When you get down to the skinny of it, Roethlisberger had more check marks in the W column than any other QB in the league last season. Roethlisberger was the youngest QB to win a Super Bowl and the fastest QB to get 50 wins.

Last season, he performed miracles with what he had to work with. The reason I am not bringing up stats is because of all the X factors—drops, routes not run correctly, drops, ridiculous pressure provided by the below average O-Line, and did I mention drops?

Having watched the Steelers all year I have seen a number of TDs dropped by every receiver on the team.

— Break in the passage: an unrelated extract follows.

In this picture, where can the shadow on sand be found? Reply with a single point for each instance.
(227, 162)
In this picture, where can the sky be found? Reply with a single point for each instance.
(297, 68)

Adversity plagued the team the entire year, with what was said to be the hardest schedule in the NFL.

This is where I am going to get myself yelled at by multiple people.

Roethlisberger did what was necessary to win. He had a terrible O-Line, zero running game, and a sub-par group of receivers.

The Steelers have no viable deep threat this season, no matter how much they want Santonio Holmes to fill that role.

While I think Hines Ward is the best "all around" receiver and very dependable, he's not as fast as he used to be, and getting separation is few and far between.

Limas Sweed is young and doesn't get enough playing time to really hone his skills and make those clutch plays.

Nate Washington seems to play with bricks on his hands, and yet Roethlisberger still manages to make completions and I hold it all to his talents.

The reason I refer to him as the Man of Steel is two-fold:

1. He plays through injury and pain and doesn't make it an issue, and while you see him force a play or grab his shoulder/hand/knee/whatever, he never makes that an excuse.

2. I couldn't help using the Superman/Steelers tie.

But seriously, he has been sacked 49 times in the regular season and is still playing every single week. He battled through almost dying, an appendectomy, numerous shoulder injuries, and I think he had a paper cut last week.

Anyways I wrote this because I'm so tired of the Yinzer Nation beating Ben up and tearing him down. Charlie Batch and Byron Leftwich are not as good as Ben. If they were, they would be starting elsewhere and not keeping the bench warm for Ben.

Ben said he thinks his play was so bad in Super Bowl XL because of the nerves. Well, I think he showed with his performance in Super Bowl XLIII that the nerves are gone and he should be regarded as one of the best playing the game right now.